権威主義的な子育てが子供に与える影響

2017年3月31日

権威主義(けんいしゅぎ)の両親は、子供を常に服従させることができ、高い要求を押しつけて、親が家庭における力を持っていると信じています。

(権威主義とは、権威に服従するという個人や社会組織の姿勢、思想、体制である。wikipediaより)

このような親の子育てのスタイルは、悪い行為を罰するために子供の特権を取り除いたり、お尻を叩いたりするなど、否定的な形で規律を保とうとする傾向があり、なかなか子供の気持ちや意見に耳を傾けようとしません。

しかし、権威主義的な子育てをされた子供は、次第に自尊心が乏しくなり、決断力がなく(なにかを決めることが難しい)、成長するにつれて人生における反抗心が強くなっていきます。

ここでは、権威主義的な子育てが子供に与える影響や、それを防ぐ効果的な取り組みについて小児科医学(博)士のAir Brownさんによるアドバイスを分かりやすく紹介します。

権威主義的な子育てとは

1960年に、心理学者であるDiana Baumrindが、小学校に入学前の子供とその家族を調査したところ、子供への期待や反応の仕方などに、いくつかの異なる育児スタイルがあることを発見しました。

以下は、権威主義的な子育てにみられる特徴です。

  • 悪い行為に対して叩くといった体罰を行う
  • 子供の意見や思いには耳を傾けず、一方的な意思疎通になっている
  • 親の作ったルールに子供が疑問を抱いても理由を伝えず「私がいっているからそうなの」といった類の答えになる
  • 断固としたルールを作り、融通を利かせない
  • 子供に威圧的な態度をとる

このような育児の形態は、教育には効果的ではなく、通常、よい行動を促すものではありません。

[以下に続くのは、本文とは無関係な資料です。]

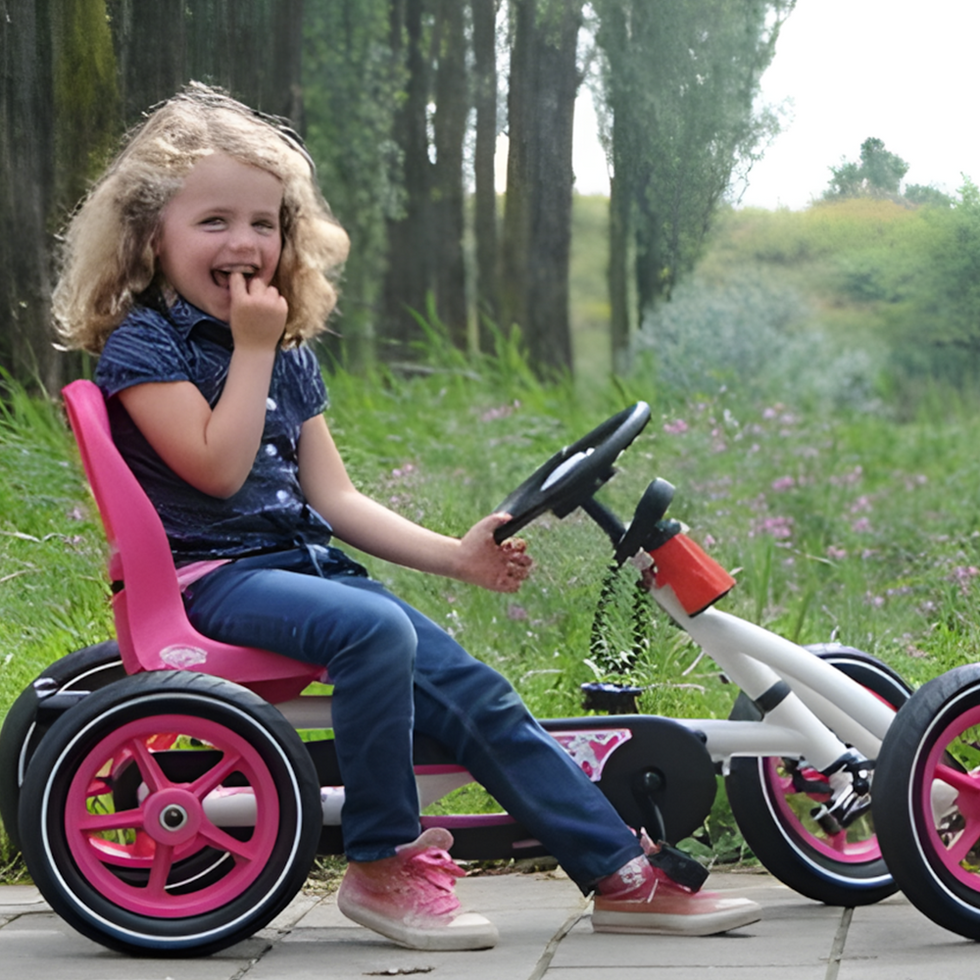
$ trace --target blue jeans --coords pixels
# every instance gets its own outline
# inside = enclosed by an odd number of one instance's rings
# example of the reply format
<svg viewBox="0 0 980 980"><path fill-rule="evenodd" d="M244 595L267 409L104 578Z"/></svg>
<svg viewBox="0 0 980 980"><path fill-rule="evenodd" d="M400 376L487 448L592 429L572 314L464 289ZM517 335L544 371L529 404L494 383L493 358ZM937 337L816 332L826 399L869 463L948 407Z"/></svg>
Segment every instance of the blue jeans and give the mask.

研究では、権威主義的な育児スタイルで育った子供は、自分に自信がなく、人間関係がうまく構築できない、または、内気な傾向がみられることが分かりました。

権威主義的な子育てを防ぐ効果的な取り組み

まず「子供にどんな大人になってほしいか」を考えてみてください。そして、自らが見本となるようなふるまいを心がけます。

子供の不適切な言動に対して、手を出すよりも、根気強く言葉で伝える方が 長い目で見ると効果があるという研究結果もあり、親には、子供の気持ちに耳を傾け、問題を一緒に解決する姿勢が求められます。

また、家の中でだけに通用するのではなく、社会に通じるルールを定めます。家庭でのしっかりした基盤は、早い段階での子供の自立を促します。

自分たちはどのようなスタイルでいくかを夫婦でよく話し合い、肩の力を抜いて柔軟に、そして、時には振り返りながら、親子で良い信頼関係を築いてください。